Syndrome des faux souvenirs induits : procès en appel de Benoit Yang Ting

Les 2 et 3 octobre, la Cour d’appel de Paris s’est penchée sur un phénomène  méconnu, les faux souvenirs induits. Sophie Poirot et Bernard Touchebeuf ont plongé dans l’horreur de sessions intensives consistant à revivre des souffrances supposées du passé pour guérir celles du présent. Les deux victimes auront respectivement donné 238 000€ et 750 000€ à Benoit Yang Ting, « humanothérapeute », condamné, en première instance, à un an de prison avec sursis pour abus de faiblesse.


Les deux plaignants accusent Benoît Yang Ting de les avoir manipulés pendant des années en leur instillant de faux souvenirs traumatisants.
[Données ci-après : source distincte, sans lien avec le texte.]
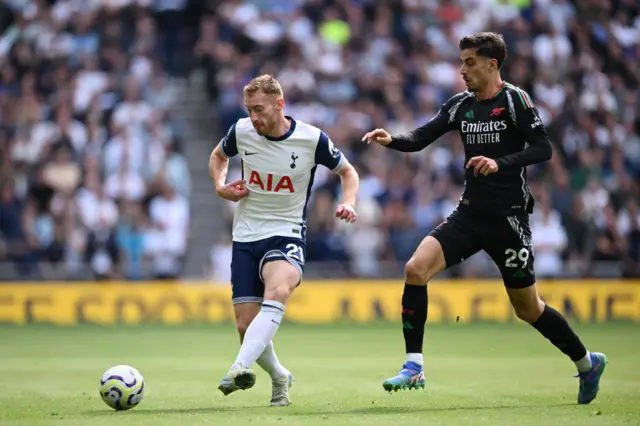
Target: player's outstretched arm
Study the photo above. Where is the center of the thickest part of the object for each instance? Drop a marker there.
(417, 139)
(350, 182)
(218, 168)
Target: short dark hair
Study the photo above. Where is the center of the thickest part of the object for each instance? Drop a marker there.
(486, 44)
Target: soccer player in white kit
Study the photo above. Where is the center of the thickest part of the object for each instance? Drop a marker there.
(279, 160)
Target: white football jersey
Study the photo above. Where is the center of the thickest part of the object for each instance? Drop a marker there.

Les méthodes du thérapeute ont plongé ses « proies » dans une forme d’« esclavage », les obligeant à passer de longues heures intégralement nus sur un divan.
Pour Sophie Poirot, le « traitement » a duré douze ans. Elle était privée de sommeil, de nourriture et enfermée dans un isolement total. Tout lui était facturé : le droit d’interrompre la séance pour se rendre aux toilettes, les fautes d’orthographes dans les comptes rendus de séances quotidiens et même les relations sexuelles que lui imposait Benoît Yang Ting et qu’il justifiait comme « un passage obligé vers la guérison ». Au fil des séances, il réussit à la convaincre qu’elle a été victime d’abus sexuels commis par son père lorsqu’elle était enfant.
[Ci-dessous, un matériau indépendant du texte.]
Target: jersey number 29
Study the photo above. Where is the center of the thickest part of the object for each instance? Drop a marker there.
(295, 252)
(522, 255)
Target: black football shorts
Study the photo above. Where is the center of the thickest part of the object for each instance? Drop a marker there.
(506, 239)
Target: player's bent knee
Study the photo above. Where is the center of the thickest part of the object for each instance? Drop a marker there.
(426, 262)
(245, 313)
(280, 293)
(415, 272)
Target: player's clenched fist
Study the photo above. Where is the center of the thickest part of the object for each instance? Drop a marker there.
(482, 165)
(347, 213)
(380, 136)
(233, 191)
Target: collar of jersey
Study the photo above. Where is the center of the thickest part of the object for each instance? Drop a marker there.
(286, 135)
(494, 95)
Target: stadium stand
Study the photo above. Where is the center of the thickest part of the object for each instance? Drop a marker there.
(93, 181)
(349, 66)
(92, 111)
Bernard Touchebeuf finit aussi par « retrouver » dans sa mémoire des scènes de violences parentales. Le thérapeute parvient même à lui faire « revivre » un évènement qu’il aurait vécu in utero : sa mère aurait tenté de se faire avorter à l’aide d’une aiguille à tricoter. Il est resté 22 ans sous l’emprise de Benoit Yang Ting, pensant trouver auprès de lui une solution pour sauver son couple.

 
Les faux souvenirs induits sont apparus à la fin des années 1970 aux États-Unis où les « recovered memory therapy » (TMR, thérapies de la mémoire retrouvée) étaient très à la mode. La méthode déviante consiste à induire de faux souvenirs. Elle est dénoncée dans de nombreux cas 20 ans plus tard et donne lieu à de nombreux procès. Selon The False Memory Syndrome Fondation, plus de 700 cas ont été révélés dans les années 1990. Aux Etats-Unis, grâce à une forte médiatisation des affaires et aux travaux des scientifiques sur la manipulation de la mémoire, le phénomène est retombé dans les années 2000.
En France, l’AFSI (Association Alerte Faux souvenirs induits) compte de nombreuses victimes de ces « thérapies déviantes », dont certaines ont porté plainte. Sa présidente, Claude Delpech, espère que « ce procès historique fasse jurisprudence », qu’il permette d’étoffer l’arsenal juridique contre cette pratique dénoncée depuis plus de dix ans par la Miviludes et qu’il enraye le développement de ces « thérapies de la mémoire retrouvée ».

L’accusation a demandé un an de prison avec sursis. La cour a mis son arrêt en délibéré au 13 février 2015.